Oddly enough, as more bloggers became journalists, more journalists became bloggers. Big media and new media began converging into one entity.

And thus the definition of “journalist” and “blogger” started to blur.

Newspapers like the New York Times and the Washington Post hired bloggers to work as journalists. Simultaneously, journalists who were already on staff were told to start working on blogs for the newspaper’s website, or they left their jobs to start their own blogs.

Andrew Sullivan, a British journalist based in the United States, went full circle: he quit working for the New Republic to start the Daily Dish blog, where he wrote about economics and politics. The site became extremely popular, and he, along with several other bloggers, was eventually hired by the Atlantic to write for their website.

The New Front Page Key Idea #4: The public now plays a vital role in which stories are reported on and how they are covered.

Even though the lines have blurred between “blogging” and “journalism,” one thing is clear: media outlets are no longer closed and exclusive systems. Just a couple of decades ago, journalists wrote stories to a largely voiceless audience. It’s now impossible not to hear the voices of this mass of people – and they’re included every step of the way.

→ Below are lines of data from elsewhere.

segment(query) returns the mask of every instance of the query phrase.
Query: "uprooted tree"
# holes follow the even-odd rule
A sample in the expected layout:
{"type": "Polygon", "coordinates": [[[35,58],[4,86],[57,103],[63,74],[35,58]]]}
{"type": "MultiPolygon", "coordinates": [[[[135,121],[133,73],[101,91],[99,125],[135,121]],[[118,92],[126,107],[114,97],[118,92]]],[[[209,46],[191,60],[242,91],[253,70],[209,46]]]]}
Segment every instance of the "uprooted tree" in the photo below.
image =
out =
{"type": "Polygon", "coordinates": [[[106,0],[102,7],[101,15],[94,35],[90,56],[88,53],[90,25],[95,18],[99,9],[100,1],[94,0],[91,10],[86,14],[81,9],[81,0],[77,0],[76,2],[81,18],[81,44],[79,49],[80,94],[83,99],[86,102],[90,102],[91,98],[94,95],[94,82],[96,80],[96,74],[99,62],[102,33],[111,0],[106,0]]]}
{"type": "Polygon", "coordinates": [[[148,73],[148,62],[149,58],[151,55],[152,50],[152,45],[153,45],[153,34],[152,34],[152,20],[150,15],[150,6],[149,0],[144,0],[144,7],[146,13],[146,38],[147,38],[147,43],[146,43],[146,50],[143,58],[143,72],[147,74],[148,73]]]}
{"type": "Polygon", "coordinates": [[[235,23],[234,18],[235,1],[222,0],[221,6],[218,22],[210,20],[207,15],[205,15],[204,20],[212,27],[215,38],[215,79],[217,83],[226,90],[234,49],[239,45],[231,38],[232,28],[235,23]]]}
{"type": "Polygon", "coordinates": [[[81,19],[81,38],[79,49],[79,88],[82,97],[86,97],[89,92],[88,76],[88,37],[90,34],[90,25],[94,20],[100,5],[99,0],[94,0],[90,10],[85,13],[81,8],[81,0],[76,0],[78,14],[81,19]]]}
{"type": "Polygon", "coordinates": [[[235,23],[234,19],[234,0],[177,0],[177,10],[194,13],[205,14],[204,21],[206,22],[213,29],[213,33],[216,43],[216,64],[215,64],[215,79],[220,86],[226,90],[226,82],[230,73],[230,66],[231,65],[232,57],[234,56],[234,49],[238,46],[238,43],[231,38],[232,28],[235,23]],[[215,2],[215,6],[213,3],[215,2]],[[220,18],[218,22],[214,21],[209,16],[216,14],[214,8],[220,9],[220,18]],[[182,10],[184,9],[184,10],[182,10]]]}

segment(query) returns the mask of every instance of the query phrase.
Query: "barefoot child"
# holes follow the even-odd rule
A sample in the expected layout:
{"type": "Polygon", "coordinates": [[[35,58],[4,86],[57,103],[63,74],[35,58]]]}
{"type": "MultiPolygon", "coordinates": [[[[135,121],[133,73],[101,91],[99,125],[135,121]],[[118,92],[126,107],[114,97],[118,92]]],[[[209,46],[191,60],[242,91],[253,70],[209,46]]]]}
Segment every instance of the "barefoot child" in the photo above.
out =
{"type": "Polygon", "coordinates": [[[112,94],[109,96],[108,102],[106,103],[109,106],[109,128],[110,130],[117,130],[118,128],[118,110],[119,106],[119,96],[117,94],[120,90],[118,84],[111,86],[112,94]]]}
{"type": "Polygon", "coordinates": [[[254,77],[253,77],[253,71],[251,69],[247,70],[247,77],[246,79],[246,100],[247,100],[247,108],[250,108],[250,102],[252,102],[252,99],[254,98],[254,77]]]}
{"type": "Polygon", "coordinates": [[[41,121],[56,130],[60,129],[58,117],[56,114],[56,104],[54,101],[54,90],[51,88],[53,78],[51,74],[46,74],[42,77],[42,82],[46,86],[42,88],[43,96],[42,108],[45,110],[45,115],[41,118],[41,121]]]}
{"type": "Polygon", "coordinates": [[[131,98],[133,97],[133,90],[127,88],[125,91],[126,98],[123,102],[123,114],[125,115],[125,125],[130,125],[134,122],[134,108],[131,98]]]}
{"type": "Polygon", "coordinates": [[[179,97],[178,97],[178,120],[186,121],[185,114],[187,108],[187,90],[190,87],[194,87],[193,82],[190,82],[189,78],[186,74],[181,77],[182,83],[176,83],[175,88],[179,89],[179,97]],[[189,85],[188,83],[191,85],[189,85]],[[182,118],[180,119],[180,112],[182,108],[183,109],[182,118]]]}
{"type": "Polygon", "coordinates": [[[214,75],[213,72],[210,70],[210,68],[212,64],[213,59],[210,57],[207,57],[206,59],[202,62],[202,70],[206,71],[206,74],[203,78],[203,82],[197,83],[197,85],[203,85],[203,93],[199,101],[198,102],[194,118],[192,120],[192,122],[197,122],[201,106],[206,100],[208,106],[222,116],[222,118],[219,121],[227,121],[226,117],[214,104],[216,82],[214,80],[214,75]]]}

Many of the big media outlets even bring their audience into the newsroom.

On the website of the Guardian, one of the United Kingdom’s largest and most global newspapers, you can voice your opinion on what stories the outlet should cover.

There’s a similar feature at the Atlantic, the influential US magazine. Through a service called Open Wire Initiative subscribers have a direct line to the publication’s writers and editor. Users must log in, and then they can leave comments to help guide the process of generating and publishing certain stories.

The US newspaper the Register has taken things even further. They’ve practically made their audience the editor.

At this outlet, writers are completely at the mercy of the readers, who not only suggest ideas and topics but also vote on which articles the reporters are assigned. The audience also holds the journalists accountable for any inconsistencies – even going so far as to question the quality of their writing style and the validity of their sources.

This is reporting done in a completely transparent way, freely showing the readers where their information is coming from.

Clearly, the media audience has come a long way. Once a powerless product of the media’s effort to rake in advertising money, they are now empowered customers who play an integral role in the media’s ever-evolving processes.

In Review: The New Front Page Book Summary

The key message in this book:

Since the advent of the internet, the media landscape has evolved in many ways. A crucial part of this transformation has been the way it interacts with its audience and readership. Newspapers, radio and television once viewed the public as nothing more than a number that increased their advertising rates. But with the introduction and popularization of the internet and news blogs, the audience has become involved in every part of the production and publication of the news.